Since his death, a number of Soloveitchik's disciples have been similarly divided on whether he should be seen as a Western religious intellectual or as a nearly-unreconstructed Lithuanian talmudist. Clearly he was deeply engrossed in Western thought. Though he famously ruled out Jewish-Christian theological dialogue, his theological writings were one long, largely implicit dialogue with modern Christian thought. At the same time, the very backbone of his life's work was the study and teaching of Talmud and halakhah in the family tradition; his dazzling talmudic lectures were untouched by the findings of academic scholarship. Nor did the strong ethical sensibility running through his philosophical writings ever turn toward an ethical critique of halakhic tradition itself.

If he was sufficiently ambiguous about the relation between his philosophical and talmudic enterprises to leave his students and community guessing, he left them guessing on another matter, too.

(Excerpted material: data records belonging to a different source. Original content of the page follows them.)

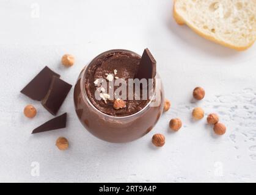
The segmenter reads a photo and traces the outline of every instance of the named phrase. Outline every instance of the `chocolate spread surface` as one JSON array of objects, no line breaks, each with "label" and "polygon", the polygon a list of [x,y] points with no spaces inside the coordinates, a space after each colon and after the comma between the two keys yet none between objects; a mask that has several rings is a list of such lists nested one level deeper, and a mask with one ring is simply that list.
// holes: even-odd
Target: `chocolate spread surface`
[{"label": "chocolate spread surface", "polygon": [[[100,55],[89,65],[86,73],[85,89],[91,103],[98,110],[107,115],[115,116],[125,116],[133,115],[145,107],[149,99],[128,100],[126,93],[126,107],[116,110],[114,108],[114,100],[97,100],[95,96],[95,91],[99,86],[95,85],[97,79],[104,79],[109,74],[112,74],[114,79],[123,79],[128,83],[128,79],[134,79],[137,72],[141,57],[133,52],[123,51],[109,51]],[[116,70],[116,74],[114,74]],[[108,80],[107,80],[108,81]],[[114,87],[114,91],[119,86]],[[108,93],[108,87],[105,93]],[[141,93],[142,94],[142,93]],[[135,96],[135,93],[133,96]]]}]

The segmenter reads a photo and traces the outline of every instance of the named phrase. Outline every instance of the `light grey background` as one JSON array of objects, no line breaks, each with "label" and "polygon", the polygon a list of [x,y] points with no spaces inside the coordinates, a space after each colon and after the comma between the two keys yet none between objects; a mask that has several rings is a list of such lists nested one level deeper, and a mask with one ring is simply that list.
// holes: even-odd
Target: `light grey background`
[{"label": "light grey background", "polygon": [[[256,45],[238,52],[199,37],[172,16],[171,0],[0,1],[0,182],[256,182]],[[21,89],[47,65],[74,85],[83,66],[104,51],[122,48],[157,60],[170,110],[142,138],[117,144],[101,141],[79,123],[72,90],[59,111],[67,128],[31,135],[53,116]],[[76,57],[68,69],[63,54]],[[191,101],[200,85],[206,97]],[[23,114],[32,104],[38,115]],[[216,112],[227,127],[216,136],[206,117],[191,120],[196,106]],[[169,120],[183,127],[172,133]],[[151,144],[162,133],[162,148]],[[56,140],[67,137],[60,151]],[[40,176],[31,175],[32,162]]]}]

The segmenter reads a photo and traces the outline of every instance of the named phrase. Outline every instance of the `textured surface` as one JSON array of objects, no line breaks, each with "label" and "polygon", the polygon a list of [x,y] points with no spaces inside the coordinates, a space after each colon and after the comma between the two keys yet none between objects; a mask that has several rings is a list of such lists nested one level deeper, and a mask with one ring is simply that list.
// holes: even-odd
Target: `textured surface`
[{"label": "textured surface", "polygon": [[[200,38],[175,23],[169,0],[37,2],[0,2],[0,182],[256,182],[256,46],[238,52]],[[75,115],[73,88],[59,111],[68,127],[31,134],[52,116],[19,91],[45,65],[73,85],[100,52],[147,47],[172,101],[152,132],[124,144],[98,140]],[[76,57],[68,69],[60,64],[67,52]],[[206,96],[193,102],[197,85]],[[23,116],[27,104],[33,119]],[[216,136],[206,117],[193,122],[196,106],[218,113],[226,134]],[[173,117],[183,124],[177,133]],[[162,148],[151,143],[155,133],[166,135]],[[62,136],[65,151],[55,146]]]}]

Serving for decades as the honorary chairman of Religious Zionists of America, he never, aside from a brief trip in 1935, visited the land of Israel, and with some exceptions kept a studied silence on the meaning and significance of Zionism.

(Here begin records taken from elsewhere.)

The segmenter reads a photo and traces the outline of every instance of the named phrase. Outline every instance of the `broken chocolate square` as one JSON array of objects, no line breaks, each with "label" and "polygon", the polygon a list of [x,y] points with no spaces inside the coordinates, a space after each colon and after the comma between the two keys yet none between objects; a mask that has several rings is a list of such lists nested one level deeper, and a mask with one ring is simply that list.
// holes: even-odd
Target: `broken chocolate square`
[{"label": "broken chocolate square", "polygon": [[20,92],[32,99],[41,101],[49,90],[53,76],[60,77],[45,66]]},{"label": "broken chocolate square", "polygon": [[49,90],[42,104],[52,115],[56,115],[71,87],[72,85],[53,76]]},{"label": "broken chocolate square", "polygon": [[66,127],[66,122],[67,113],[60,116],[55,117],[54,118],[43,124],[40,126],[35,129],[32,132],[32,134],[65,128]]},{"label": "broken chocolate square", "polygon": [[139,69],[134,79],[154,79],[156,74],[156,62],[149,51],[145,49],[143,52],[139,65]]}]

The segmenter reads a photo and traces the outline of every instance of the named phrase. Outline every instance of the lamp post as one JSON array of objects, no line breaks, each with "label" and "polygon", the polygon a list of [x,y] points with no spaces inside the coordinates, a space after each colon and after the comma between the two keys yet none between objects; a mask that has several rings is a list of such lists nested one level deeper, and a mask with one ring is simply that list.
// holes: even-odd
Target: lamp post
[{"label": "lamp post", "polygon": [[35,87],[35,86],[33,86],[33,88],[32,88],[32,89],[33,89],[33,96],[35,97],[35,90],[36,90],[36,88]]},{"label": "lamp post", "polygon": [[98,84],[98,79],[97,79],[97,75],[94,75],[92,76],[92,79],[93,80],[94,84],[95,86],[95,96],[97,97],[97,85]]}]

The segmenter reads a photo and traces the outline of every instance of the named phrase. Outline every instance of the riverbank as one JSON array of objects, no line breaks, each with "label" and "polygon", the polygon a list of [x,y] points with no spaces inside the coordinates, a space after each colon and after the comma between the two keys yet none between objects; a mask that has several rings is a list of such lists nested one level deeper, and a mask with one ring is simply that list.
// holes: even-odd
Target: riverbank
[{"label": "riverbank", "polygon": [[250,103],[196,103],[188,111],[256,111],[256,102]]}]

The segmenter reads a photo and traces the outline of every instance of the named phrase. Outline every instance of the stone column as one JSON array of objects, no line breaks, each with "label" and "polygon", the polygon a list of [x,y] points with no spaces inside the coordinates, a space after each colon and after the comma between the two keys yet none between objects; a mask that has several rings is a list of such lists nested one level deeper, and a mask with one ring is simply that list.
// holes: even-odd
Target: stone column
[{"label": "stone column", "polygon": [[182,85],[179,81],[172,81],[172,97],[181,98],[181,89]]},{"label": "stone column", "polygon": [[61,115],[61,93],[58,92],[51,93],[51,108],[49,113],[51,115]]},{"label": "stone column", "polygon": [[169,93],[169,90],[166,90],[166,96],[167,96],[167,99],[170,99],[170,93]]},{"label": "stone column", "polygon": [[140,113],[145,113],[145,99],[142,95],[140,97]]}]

Nor, as Kalman Neuman observes in Rabbi in the New World, did Soloveitchik's eminence in the U.S. translate into any comparable stature in Israel. If, to American Orthodox rabbis, he seemed successfully to have mastered the great challenge of reconciling Orthodox Judaism with Western philosophy and science, the challenge facing Israelis was altogether different: reconciling Orthodox Judaism and Zionism. Their rabbinic culture hero was Abraham Isaac Kook, whose oceanic mysticism and embrace of romantic nationalism are almost a photo negative of Soloveitchik's restrained rationalism and recoil from romantic politics.

As Neuman also notes, Soloveitchik's religious existentialism, rooted in a form of individualism (remember the loneliness of his "man of faith"), was deeply at odds with the collectivist tenor of Israeli life, religious and secular alike. Finally, his stated willingness in the fall of 1967 to consider territorial compromise in Judea and Samaria if it would avoid future wars hardly helped endear him to the majority of Israel's religious Zionists.

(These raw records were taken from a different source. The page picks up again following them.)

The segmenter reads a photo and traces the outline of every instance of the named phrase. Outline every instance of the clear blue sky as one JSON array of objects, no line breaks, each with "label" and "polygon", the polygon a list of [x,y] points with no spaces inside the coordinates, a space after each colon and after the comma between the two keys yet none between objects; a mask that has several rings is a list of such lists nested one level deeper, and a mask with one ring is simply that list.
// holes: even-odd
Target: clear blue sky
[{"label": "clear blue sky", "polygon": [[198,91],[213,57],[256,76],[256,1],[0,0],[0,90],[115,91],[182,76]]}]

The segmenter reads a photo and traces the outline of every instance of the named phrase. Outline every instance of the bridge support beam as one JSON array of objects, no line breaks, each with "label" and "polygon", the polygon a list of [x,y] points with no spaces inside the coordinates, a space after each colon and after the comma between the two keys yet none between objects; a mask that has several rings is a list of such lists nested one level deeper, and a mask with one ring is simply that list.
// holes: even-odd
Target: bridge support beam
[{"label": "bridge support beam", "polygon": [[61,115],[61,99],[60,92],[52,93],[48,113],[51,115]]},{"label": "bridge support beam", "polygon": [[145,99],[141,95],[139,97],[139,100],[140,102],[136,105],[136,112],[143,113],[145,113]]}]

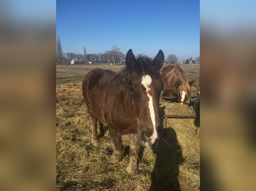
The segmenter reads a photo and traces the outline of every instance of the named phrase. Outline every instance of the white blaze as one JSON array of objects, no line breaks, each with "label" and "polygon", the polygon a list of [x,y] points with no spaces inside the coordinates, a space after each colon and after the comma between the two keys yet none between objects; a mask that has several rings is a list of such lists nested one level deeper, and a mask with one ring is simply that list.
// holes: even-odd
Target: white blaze
[{"label": "white blaze", "polygon": [[151,120],[153,123],[153,126],[154,127],[154,132],[152,136],[151,136],[152,138],[151,141],[153,144],[155,141],[155,139],[156,139],[158,137],[157,132],[155,129],[155,112],[154,112],[154,106],[153,104],[153,99],[152,96],[149,95],[148,93],[150,90],[149,85],[151,84],[152,82],[152,79],[151,77],[148,75],[146,75],[142,76],[142,80],[141,81],[141,84],[146,88],[146,91],[147,93],[147,95],[149,98],[149,100],[148,101],[148,107],[149,108],[150,112],[150,117]]},{"label": "white blaze", "polygon": [[[186,93],[185,91],[182,91],[182,94],[181,95],[181,100],[180,100],[181,101],[184,101],[184,99],[185,99],[185,96],[186,95]],[[182,104],[182,102],[181,102],[180,103]]]}]

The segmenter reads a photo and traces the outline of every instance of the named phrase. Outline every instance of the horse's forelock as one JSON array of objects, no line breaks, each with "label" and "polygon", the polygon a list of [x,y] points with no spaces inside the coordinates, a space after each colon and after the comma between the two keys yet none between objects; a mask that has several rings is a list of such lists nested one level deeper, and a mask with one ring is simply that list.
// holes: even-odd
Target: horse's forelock
[{"label": "horse's forelock", "polygon": [[[153,67],[153,61],[151,59],[141,54],[137,59],[136,61],[134,70],[139,76],[142,77],[143,74],[145,73],[153,74],[159,77],[161,76],[159,71]],[[112,81],[113,81],[115,79],[118,79],[118,86],[121,93],[124,93],[125,92],[128,84],[129,75],[133,72],[130,71],[128,68],[126,67],[112,80]]]}]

And so, what sort of leader was he?  In Boston, as Seth Farber shows here, he was a real leader, creating innovative institutions and willing to engage with non-Orthodox Jews, while in New York his leadership was of a more ideological and in a sense more abstract nature. Both by temperament and by philosophical inclination, it seems to me, Soloveitchik was not cut out for popular leadership of the kind exercised by ultra-Orthodox rabbis and the more dogmatic among religious Zionists. Modern Orthodoxy itself, like its moderate Israeli cousin, eschews ex cathedra dicta in favor of a principled embrace of complexity: an attractive but non-authoritarian stance for which it has paid a heavy price. 

"Western man," Soloveitchik wrote, "diabolically insists on being successful. Alas, he wants to be successful even in his adventure with God."  He was right: complacency and self-gratulation are as treacherous in a religious establishment as in any other human institution—perhaps, when it comes to the devil's temptations, even more treacherous. His own dream of synthesis, gesturing toward the integration of tragedy and dignity, humility and joy, went much deeper and cut more universally than the project of fusing biochemistry with Talmud or Maimonides with Immanuel Kant. But there is no magic formula for plumbing, let alone solving, the ultimate mysteries of religion; God bids us find the way ourselves.